Despite an increasingly racially diverse group of players now representing the top clubs around the world, racism is back on the rise. So, what does that mean for other minorities? Should they have the same fears when it comes to potential abuse both inside and outside stadia?

Sexuality remains one of men's football's greatest taboos. The sport is still waiting for its first active player at the highest level to admit to being anything other than straight, with most gay footballers waiting until retirement before choosing to come out.

However, given the abuse suffered by players on account of their race, can any player really be blamed for hiding who they truly are from such a brutal world?

"One in 10 LGBT people that attend a live sporting event last year experienced discrimination because of who they are," Robbie de Santos, the director of sport at Stonewall – the organisation behind the Rainbow Laces campaign in English football – told Goal.
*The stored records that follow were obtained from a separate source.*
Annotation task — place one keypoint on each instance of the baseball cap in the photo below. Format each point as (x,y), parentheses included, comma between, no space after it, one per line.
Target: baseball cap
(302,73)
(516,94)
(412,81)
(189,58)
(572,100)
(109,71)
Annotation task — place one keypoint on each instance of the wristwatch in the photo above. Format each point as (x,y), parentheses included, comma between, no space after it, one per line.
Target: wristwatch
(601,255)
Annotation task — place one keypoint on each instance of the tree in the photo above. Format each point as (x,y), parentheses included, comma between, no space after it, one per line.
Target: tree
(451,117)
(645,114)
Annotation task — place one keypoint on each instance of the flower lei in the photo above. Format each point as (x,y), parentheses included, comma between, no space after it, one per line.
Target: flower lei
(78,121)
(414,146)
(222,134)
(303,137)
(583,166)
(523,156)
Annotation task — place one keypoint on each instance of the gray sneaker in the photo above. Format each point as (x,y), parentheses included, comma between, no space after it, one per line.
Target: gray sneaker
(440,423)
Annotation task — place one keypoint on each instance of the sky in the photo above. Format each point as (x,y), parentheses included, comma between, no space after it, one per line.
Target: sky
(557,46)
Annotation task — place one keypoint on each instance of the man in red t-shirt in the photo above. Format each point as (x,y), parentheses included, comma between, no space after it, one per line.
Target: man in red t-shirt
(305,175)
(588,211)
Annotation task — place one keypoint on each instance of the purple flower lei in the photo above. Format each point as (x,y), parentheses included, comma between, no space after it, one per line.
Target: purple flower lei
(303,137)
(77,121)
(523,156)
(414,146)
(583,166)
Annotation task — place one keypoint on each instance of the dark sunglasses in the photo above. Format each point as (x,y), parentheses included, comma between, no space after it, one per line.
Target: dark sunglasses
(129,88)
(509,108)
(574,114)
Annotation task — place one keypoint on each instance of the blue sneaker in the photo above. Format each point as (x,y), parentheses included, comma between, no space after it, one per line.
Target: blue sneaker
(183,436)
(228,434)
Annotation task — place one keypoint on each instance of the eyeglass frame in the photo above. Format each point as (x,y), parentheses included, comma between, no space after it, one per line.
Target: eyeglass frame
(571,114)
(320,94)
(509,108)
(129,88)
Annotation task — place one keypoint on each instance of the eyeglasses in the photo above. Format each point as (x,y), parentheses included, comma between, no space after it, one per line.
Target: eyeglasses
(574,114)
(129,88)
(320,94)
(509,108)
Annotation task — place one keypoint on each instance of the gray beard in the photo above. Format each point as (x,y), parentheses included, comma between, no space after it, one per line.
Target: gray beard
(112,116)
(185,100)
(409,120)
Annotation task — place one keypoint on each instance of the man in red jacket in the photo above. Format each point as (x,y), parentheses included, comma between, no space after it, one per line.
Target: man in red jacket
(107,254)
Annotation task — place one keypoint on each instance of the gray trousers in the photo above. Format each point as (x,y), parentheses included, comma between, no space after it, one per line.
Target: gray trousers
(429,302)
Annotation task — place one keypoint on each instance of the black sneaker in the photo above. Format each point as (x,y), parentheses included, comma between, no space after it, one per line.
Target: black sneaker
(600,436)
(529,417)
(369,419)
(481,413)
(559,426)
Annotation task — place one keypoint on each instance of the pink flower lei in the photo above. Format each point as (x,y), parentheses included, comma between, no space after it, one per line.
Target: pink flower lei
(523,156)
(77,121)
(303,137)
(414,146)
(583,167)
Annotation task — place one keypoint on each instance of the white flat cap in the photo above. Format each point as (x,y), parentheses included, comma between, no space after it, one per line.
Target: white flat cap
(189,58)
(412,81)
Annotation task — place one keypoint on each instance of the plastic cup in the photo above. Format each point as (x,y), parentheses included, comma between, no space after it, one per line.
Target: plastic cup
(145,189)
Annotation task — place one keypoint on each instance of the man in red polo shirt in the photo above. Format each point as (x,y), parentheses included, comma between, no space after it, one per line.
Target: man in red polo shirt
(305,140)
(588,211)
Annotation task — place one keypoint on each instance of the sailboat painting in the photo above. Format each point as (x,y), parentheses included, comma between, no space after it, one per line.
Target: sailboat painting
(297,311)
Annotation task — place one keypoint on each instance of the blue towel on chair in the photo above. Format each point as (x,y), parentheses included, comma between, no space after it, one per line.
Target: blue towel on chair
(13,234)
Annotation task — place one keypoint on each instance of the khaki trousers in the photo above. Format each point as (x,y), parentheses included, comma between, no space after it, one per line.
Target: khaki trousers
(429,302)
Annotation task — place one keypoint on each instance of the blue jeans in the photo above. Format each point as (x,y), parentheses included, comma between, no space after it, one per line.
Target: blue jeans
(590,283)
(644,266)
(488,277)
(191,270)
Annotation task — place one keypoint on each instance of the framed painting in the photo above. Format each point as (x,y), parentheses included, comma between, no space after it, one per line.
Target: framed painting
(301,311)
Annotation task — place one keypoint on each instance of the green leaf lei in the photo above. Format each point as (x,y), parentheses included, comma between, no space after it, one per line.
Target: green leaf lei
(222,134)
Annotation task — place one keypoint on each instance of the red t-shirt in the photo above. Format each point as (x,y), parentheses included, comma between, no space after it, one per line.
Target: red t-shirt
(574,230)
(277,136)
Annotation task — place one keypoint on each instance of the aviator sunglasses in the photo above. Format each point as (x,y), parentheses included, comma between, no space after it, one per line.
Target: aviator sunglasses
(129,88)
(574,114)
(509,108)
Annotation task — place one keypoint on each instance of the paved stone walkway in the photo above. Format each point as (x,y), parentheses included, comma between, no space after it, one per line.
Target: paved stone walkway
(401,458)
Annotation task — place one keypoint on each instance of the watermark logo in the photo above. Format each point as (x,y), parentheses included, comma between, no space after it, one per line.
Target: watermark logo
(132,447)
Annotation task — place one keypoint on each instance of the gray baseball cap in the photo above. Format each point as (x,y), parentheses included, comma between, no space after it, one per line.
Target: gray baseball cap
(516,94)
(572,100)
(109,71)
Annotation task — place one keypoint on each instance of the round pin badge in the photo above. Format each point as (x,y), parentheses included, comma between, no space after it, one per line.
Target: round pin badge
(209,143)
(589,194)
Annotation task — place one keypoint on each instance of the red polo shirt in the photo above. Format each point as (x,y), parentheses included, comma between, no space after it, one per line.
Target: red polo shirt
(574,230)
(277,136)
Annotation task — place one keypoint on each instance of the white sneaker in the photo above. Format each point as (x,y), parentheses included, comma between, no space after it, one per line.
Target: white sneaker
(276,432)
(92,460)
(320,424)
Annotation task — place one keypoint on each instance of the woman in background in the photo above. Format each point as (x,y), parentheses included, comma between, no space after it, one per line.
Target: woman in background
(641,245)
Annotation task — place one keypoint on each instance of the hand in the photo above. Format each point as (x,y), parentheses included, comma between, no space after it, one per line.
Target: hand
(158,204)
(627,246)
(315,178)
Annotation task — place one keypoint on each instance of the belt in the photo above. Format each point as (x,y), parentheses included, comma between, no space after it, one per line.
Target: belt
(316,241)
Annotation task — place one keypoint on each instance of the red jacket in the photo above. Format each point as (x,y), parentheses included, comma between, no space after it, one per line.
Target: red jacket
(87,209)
"We also know two in five LGBT people don’t think that public sporting events are a welcoming place. It is that reputation that a lot of sports have that means a lot of LGBT people don’t think sports are a place for them.

"That’s why Rainbow Laces is powerful, because it shows that it is starting to cut through some of those presumptions.

"LGBT people also face problems participating in sports at the grassroots level at the gym or team sports like Sunday league football. Twelve per cent of LGBT people participating in sport have received anti-LGBT discrimination and harassment in the last year.

"There’s also online discrimination, which is a vocal minority of anti-LGBT voices making sport not feel like a welcoming place. There is ‘Chelsea Rent Boys' chant, which certainly has homophobic and biphobic undertones, and we are seeing more of that.

"There has been a general rise in hate crime and division more broadly in the UK over the last three years, which homophobia is part of. We know the vast majority of sports fans want to make the sport as inclusive as possible.

"The overwhelming direction of travel from the football authorities is very strong. From working in a lot of sports, everyone jumps to the presumption that the experiences in football are the worst.

"What I see is a real consciousness of the leading football bodies there that they have a real responsibility and that they are not complacent about anything that happens in the game.

"They take it seriously and I think there are plenty of other sports that don’t take it as seriously as football does. Those sports might have more openly gay or bi athletes and think that automatically makes their sport more inclusive and that there are no problems.

"Almost because there’s an absence of openly gay or bi men in professional football means there is no complacency there. That’s their challenge. I think the UK is really quite far ahead in this. Looking at Rainbow Laces, there’s nothing of that scale in Europe, really.

"In America, there’s a lot of advocacy through sport but I think Britain is light-years ahead. Now it is down to fans and communities to follow this good work."

Of course, cleaning up English football does not mean that European or global football will go in the same direction. In Italy, racism has been defended by supporters' groups and even owners of clubs in what is seen as a culture war between right-wing populism and liberal ideals.

The World Cup next goes to Qatar in 2022, a country where there are particular concerns about attitudes towards homosexuality. The United States – who will host the 2026 tournament alongside Canada and Mexico – is more polarised than ever under the leadership of Donald Trump following his inflammatory rhetoric about immigrants, including Mexicans and Muslims.

Football is just a game, but increasingly its stars are being empowered to speak out, with Sterling having been praised for taking on unconscious racial bias in the British media. 

Footballers are just footballers, but with politicians no longer leading on diversity matters, some of them are beginning to use their status to impact the debate.

Whether that is enough to completely eradicate racism from the game is unlikely. Football may never be free of an issue that has dogged it for decades.